Le ultime notizie risalgono al 28 maggio scorso. E già allora non erano rose e fiori: il Comune di Como aveva appena revocato la concessione del centro sportivo di Lazzago intitolato a Piero Russolillo all’Ardisci e Spera (successivamente diventata Ardisci Maslianico, società nata dalla fusione della gloriosa Ardisci e Spera 1906, che su quei campi ha scritto molta della storia degli ultimi 35 anni, e dell’altrettanto storica Maslianico, fondata addirittura nel 1902). Al centro della contesa – con strascichi polemici non indifferenti – circa 100mila euro di arretrati (accumulati in anni). Ma al netto di come andrà a finire questa vicenda economico-amministrativa, è il riflesso sportivo che qui interessa. E, come testimoniano le immagini, questo è drammatico perché dalla scorsa primavera a Lazzago il tempo non si è solo fermato: ha fatto anche danni, che si sommano a una situazione difficile che viene da lontano. Ora l’abbandono totale non ha aiutato. Anzi,

Il centro sportivo cade letteralmente a pezzi.

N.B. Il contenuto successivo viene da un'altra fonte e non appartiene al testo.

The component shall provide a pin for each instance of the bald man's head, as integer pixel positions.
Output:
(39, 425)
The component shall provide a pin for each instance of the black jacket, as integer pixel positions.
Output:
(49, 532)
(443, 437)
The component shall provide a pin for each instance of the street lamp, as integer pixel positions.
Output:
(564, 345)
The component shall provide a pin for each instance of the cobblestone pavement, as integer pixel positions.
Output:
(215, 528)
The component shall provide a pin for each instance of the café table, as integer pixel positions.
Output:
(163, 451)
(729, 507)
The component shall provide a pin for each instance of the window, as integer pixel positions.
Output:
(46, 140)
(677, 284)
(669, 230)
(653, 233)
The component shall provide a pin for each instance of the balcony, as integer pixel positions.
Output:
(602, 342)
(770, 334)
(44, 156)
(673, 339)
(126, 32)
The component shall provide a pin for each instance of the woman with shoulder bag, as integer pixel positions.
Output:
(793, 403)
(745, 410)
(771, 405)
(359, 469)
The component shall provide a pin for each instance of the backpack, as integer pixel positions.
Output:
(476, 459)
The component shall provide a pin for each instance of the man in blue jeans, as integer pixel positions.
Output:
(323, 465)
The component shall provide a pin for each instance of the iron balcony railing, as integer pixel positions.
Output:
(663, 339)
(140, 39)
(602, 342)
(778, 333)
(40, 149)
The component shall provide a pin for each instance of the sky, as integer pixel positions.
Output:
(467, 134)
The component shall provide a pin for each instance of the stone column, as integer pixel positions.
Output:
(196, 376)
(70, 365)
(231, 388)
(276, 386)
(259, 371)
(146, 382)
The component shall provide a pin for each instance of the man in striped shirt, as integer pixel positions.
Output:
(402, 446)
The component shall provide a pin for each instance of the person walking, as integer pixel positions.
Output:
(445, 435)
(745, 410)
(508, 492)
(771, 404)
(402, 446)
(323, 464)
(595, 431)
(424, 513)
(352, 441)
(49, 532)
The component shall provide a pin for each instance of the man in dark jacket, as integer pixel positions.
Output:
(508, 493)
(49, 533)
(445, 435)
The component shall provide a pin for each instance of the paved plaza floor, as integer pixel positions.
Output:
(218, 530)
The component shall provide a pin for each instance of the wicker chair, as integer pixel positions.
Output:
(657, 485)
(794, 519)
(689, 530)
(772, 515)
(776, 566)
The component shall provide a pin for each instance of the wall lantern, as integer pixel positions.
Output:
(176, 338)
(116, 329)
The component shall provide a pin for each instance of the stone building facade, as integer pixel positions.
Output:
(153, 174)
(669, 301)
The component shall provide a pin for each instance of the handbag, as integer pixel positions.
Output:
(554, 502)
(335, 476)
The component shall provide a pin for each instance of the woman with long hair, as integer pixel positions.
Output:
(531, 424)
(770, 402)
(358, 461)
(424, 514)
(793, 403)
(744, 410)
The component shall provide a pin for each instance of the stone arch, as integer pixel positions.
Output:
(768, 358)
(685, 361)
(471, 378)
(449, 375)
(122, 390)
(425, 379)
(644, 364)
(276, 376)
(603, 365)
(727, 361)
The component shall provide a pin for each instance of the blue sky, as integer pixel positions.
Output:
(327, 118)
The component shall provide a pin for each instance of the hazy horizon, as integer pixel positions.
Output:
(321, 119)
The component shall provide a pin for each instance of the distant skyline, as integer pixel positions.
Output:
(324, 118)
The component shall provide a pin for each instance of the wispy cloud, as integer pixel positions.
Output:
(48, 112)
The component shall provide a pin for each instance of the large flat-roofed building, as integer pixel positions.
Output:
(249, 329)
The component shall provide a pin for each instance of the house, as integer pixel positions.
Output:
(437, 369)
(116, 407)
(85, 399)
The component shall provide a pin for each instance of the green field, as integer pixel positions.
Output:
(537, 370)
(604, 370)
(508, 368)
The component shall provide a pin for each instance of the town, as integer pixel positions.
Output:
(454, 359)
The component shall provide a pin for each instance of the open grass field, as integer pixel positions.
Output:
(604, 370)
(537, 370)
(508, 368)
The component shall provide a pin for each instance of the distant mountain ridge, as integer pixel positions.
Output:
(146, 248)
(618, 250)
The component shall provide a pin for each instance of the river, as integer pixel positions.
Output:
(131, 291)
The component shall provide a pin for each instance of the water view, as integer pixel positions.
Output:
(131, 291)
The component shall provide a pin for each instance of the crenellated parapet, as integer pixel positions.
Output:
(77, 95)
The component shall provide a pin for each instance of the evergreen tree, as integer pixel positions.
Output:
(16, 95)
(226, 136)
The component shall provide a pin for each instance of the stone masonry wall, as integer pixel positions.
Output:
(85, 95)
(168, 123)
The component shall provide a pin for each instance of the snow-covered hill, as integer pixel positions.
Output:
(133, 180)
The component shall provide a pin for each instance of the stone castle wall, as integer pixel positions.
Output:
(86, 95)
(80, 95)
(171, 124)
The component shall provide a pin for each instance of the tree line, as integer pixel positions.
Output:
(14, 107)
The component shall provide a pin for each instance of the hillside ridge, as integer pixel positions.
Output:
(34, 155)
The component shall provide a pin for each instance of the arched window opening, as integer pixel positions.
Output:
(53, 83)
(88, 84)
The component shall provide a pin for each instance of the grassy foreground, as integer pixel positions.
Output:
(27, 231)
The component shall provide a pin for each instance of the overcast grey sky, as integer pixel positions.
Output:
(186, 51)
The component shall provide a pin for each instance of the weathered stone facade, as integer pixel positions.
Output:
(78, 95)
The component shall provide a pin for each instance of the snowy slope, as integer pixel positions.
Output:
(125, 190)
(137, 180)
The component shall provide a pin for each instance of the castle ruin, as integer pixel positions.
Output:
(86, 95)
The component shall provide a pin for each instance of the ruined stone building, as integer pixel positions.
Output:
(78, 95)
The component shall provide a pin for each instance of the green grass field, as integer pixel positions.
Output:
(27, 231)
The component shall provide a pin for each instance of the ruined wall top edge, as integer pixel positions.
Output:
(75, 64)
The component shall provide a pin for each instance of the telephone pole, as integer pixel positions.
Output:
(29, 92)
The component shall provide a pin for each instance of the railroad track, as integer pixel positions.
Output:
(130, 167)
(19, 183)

Le strutture prefabbricate e in muratura che ospitano gli spogliatoi e la zona bar versano in un degrado pesantissimo e alcune porte – in special modo quelle che danno sul campetto di allenamento verso il parcheggio – sono divelte o completamente aperte. Diversi poi i vetri rotti.



Per quanto riguarda i campi da calcio, sono in condizioni disastrose. Quello a 11 che ospitava le partite è ridotto a una specie di steppa tra erba bruciata e altre zone dove invece i ciuffi sono alti decine di centimetri. Naturalmente, nessun segno di linee o differenza tra aree, metà campo e altre zone: tutto un orrendo tappeto abbandonato.


Le panchine, sul lato sinistro guardando dalla Varesina, mancano di alcuni pezzi e giacciono nel silenzio tra le erbacce.

Il campetto d’allenamento e per le partitelle accanto, non si capisce bene nemmeno in che cosa si è trasformato: ipotizzare sfide a calcio lì, oggi è impossibile.

Insomma, lo storico centro sportivo comunale è finito nel degrado più assoluto, peraltro quando ormai la nuova stagione calcistica è alle porte, quando non già iniziata con le preparazioni atletiche.

Ma a Lazzago, in quello che fu il fortino biancorosso della mitica Ardisci e Spera, dedicato al giovanissimo calciatore della società Piero Russolillo, mancato anni fa in un tragico incidente stradale, di tiri, parate e fughe sulla fascia non c’è più traccia. Vince solo l’oblio.